Esse consumo envolve tanto os clientes quanto os próprios empreendedores da chamada economia prateada, termo que remete aos cabelos grisalhos. Para conquistar esse público, empresas e comércios precisam adaptar atendimento, infraestrutura e processos de venda, segundo a gestora nacional do programa Empreendedorismo Sênior 60+ do Sebrae, Gilvany Isaac.

De acordo com Gilvany, as mudanças estruturais na sociedade tornam necessário que negócios desenvolvam produtos e serviços alinhados à longevidade, o que amplia mercado e contribui para um desenvolvimento mais inclusivo. Entre as necessidades apontadas estão melhor iluminação, sinalização visível, acessibilidade, atendimento mais atento e simplificação do processo de compra.

O bancário aposentado João Gualberto de Almeida Teixeira, que integra o público 70+, relata que a principal carência no atendimento é a atenção dos funcionários, com queixas sobre atendentes dispersos e ausência de contato direto com o cliente.

Segmentos com potencial

Para Gilvany, os setores de saúde e bem-estar têm grande oportunidade, com academias e programas de treino adaptados para foco em funcionalidade. Também há espaço para telemedicina e serviços de monitoramento remoto, além da formalização de cuidadores como microempreendedores individuais (MEI), o que facilita contratos e segurança para famílias e profissionais.

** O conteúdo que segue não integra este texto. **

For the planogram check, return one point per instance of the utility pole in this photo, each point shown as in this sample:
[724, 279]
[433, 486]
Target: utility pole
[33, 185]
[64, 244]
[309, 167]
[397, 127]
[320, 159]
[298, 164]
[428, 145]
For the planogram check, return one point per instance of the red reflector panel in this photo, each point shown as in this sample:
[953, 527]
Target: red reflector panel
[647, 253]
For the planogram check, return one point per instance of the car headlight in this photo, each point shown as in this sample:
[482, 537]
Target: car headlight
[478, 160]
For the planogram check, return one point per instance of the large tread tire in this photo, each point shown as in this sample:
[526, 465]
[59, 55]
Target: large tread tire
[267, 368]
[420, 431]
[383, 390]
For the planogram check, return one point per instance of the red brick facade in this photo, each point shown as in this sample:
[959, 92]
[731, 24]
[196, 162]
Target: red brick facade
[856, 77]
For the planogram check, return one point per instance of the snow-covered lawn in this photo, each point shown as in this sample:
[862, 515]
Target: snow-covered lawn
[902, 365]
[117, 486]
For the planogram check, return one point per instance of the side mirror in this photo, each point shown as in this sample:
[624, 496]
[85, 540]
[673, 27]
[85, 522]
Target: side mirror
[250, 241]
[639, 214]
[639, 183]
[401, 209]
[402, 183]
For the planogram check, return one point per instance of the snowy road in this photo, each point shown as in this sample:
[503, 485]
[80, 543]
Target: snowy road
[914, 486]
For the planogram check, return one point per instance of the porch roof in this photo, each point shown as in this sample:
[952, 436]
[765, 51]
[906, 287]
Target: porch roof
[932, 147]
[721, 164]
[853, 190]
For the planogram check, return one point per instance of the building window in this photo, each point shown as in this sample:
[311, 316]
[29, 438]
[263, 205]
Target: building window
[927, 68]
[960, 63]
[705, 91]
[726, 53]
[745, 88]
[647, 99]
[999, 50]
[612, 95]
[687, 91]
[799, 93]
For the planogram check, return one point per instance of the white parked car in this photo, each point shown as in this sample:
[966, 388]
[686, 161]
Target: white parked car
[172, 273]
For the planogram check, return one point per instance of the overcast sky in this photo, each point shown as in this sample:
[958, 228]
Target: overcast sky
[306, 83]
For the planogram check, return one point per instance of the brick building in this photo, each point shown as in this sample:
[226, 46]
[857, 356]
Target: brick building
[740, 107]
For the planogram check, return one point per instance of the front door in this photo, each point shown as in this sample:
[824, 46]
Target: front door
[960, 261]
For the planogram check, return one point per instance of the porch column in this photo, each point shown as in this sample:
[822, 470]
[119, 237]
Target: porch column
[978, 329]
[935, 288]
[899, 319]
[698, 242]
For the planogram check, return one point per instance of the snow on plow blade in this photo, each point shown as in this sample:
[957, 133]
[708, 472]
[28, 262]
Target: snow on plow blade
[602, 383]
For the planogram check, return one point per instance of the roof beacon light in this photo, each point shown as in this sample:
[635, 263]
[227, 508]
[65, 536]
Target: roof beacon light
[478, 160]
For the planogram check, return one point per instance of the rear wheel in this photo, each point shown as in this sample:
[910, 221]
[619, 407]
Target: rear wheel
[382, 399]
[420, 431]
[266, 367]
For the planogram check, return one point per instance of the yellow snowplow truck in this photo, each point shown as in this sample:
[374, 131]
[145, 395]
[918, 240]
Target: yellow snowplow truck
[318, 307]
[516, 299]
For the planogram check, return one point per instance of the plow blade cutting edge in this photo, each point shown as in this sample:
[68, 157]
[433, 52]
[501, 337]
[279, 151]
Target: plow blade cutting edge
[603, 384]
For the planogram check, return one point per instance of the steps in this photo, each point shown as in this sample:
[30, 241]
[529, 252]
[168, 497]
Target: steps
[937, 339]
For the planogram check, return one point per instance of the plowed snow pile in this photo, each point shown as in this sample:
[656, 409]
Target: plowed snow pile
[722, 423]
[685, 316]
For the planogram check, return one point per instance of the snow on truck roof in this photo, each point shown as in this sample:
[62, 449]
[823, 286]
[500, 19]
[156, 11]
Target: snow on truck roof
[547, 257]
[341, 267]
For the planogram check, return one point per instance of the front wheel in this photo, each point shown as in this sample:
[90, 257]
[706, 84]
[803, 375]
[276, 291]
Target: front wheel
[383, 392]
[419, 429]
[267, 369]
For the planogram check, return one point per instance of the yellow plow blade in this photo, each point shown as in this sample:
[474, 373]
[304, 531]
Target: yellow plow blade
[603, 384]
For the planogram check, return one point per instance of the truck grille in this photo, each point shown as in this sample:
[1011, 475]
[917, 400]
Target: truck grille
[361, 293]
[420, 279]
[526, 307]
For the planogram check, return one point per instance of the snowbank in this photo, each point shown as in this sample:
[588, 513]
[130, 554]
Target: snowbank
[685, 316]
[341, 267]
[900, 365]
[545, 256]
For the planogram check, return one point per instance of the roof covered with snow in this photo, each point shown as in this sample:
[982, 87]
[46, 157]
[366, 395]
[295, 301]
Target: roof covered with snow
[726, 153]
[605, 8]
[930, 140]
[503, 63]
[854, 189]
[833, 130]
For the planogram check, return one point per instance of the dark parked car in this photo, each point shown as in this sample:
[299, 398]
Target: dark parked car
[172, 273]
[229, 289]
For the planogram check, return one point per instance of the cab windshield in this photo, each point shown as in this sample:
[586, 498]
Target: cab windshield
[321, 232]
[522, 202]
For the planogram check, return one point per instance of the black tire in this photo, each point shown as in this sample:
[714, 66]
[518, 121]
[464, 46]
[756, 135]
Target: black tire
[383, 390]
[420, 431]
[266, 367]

O turismo e lazer voltados para roteiros culturais e viagens fora da alta temporada, serviços financeiros voltados ao planejamento da aposentadoria ativa e soluções de habitação com adaptações arquitetônicas são outros nichos apontados como promissores.

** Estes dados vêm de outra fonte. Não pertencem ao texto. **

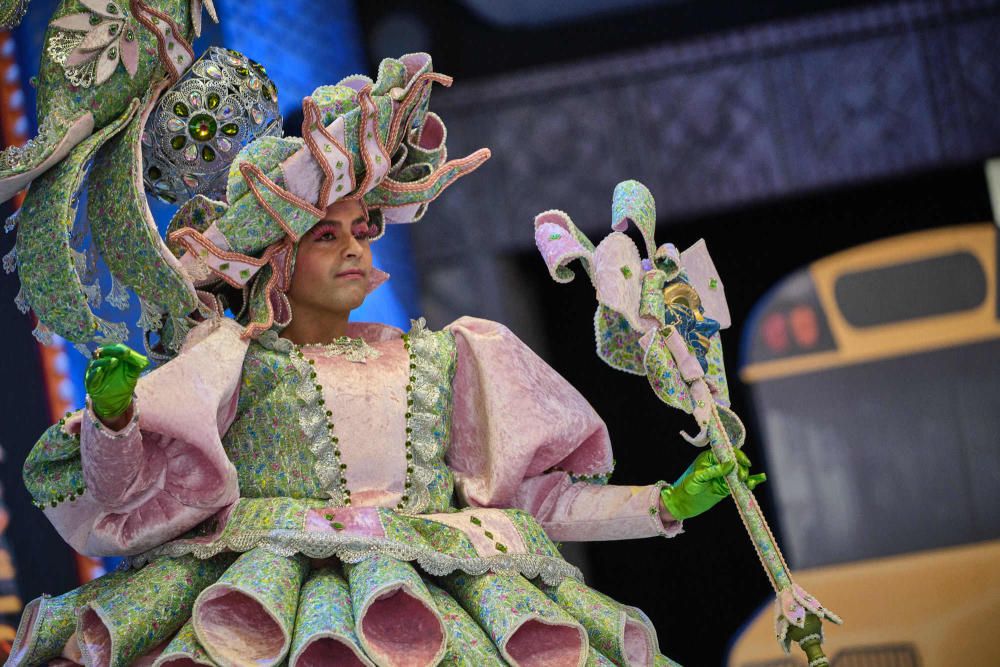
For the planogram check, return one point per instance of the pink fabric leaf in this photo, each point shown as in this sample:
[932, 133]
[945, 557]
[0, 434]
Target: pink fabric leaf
[618, 277]
[196, 17]
[559, 247]
[101, 7]
[74, 22]
[103, 34]
[78, 57]
[705, 279]
[130, 56]
[107, 63]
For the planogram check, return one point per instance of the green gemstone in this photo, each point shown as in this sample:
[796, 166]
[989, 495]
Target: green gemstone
[202, 128]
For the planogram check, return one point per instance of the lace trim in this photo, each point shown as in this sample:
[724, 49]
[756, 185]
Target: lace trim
[353, 349]
[287, 543]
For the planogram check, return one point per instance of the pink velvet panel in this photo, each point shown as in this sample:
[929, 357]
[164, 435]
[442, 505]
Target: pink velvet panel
[399, 630]
[538, 644]
[581, 512]
[329, 652]
[150, 483]
[515, 417]
[368, 402]
[638, 644]
[236, 629]
[94, 639]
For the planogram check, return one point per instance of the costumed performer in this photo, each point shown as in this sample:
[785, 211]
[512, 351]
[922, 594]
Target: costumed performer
[293, 486]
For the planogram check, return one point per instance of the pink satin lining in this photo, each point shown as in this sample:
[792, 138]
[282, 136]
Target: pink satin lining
[328, 652]
[235, 629]
[399, 629]
[538, 644]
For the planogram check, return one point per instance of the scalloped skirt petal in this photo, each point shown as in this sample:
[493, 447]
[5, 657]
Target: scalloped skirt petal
[260, 608]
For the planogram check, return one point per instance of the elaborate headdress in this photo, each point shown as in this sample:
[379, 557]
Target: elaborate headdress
[113, 91]
[104, 65]
[375, 142]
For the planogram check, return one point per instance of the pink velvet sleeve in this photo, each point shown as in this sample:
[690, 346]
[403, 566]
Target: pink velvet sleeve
[515, 420]
[166, 471]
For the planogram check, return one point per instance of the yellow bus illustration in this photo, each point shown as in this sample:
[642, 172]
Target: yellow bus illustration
[875, 378]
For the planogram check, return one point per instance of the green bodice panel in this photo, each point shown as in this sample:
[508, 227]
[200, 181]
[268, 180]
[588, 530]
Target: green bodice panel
[279, 438]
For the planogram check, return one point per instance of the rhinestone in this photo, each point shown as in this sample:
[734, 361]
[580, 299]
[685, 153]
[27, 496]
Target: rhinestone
[202, 127]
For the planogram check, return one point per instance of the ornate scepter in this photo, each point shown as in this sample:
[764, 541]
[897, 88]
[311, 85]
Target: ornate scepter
[660, 317]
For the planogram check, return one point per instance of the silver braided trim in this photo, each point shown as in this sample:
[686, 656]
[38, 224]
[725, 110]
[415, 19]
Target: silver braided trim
[287, 543]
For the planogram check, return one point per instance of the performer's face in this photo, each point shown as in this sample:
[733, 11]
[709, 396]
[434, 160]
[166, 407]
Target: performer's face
[334, 262]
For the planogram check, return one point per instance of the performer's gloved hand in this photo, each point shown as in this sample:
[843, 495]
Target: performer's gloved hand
[703, 485]
[111, 378]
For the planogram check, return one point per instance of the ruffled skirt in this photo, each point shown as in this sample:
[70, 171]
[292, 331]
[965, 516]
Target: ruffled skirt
[259, 608]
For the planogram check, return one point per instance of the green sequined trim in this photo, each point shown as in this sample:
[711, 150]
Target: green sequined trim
[53, 472]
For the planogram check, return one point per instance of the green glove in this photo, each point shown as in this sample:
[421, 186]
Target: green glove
[703, 485]
[111, 378]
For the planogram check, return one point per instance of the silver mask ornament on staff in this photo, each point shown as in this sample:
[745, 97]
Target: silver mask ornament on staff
[221, 104]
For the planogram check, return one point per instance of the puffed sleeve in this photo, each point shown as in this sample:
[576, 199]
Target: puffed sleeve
[160, 475]
[521, 434]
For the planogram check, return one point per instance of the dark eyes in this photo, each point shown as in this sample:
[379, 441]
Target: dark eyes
[361, 233]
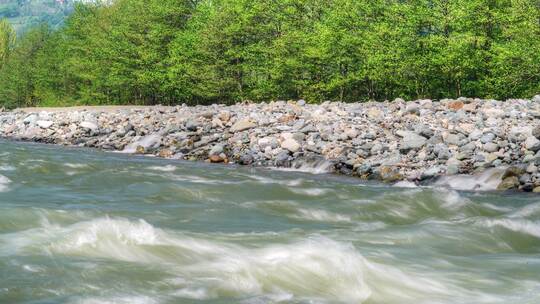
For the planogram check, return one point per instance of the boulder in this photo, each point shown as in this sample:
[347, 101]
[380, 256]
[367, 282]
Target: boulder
[532, 144]
[509, 183]
[88, 125]
[291, 145]
[411, 141]
[242, 125]
[44, 124]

O comércio eletrônico entre consumidores 60+ cresce, mas sofre com baixa segurança digital e maior vulnerabilidade a golpes, o que estimula a criação de cursos de informática e inclusão digital direcionados a esse público.

Exemplo de negócio

O microempreendedor João Lopes procurou o Sebrae-RJ para formatar a Mel Mania, criada em junho de 2024, que comercializa mel e direciona suas ações ao público 60+. Aos 54 anos, ele afirma que a clientela é majoritariamente composta por pessoas da faixa 60+, citando um cliente de 84 anos que adere a compras mensais como se fosse uma assinatura.

A Mel Mania atua também como aceleradora social: capacita gratuitamente pessoas com espaços ociosos para produção apícola, fornece equipamentos e depois compra a produção. Segundo Lopes, o projeto já inseriu 112 pessoas na apicultura e ele identifica impacto social positivo gerado pelo negócio.

Capacitação e presença do Sebrae

No Rio de Janeiro, o Sebrae mantém o projeto Sebrae Economia Prateada, que está na terceira edição e terá a próxima turma em maio. Até o momento, 144 pessoas já participaram do programa, cujo público é majoritariamente feminino e inclui empreendimentos em gastronomia, economia criativa, artesanato, moda, beleza e consultoria de serviços, segundo a gestora do projeto e analista do Sebrae RJ, Juliana Lima.

Juliana observa que o perfil dos idosos mudou: hoje muitos permanecem ativos, viajam, estudam, cuidam da aparência e buscam qualidade de vida. O Sebrae desenvolve parcerias com instituições como o Serviço Social do Comércio (Sesc) e o governo do estado para ampliar o alcance do projeto. Em outubro do ano passado, os empreendedores seniores representavam 16% do total de donos de negócios no estado do Rio de Janeiro.

O crescimento da população idosa e a necessidade de alternativas ao mercado formal, marcado por etarismo, têm impulsionado o empreendedorismo entre pessoas maduras como fonte de renda e atividade produtiva.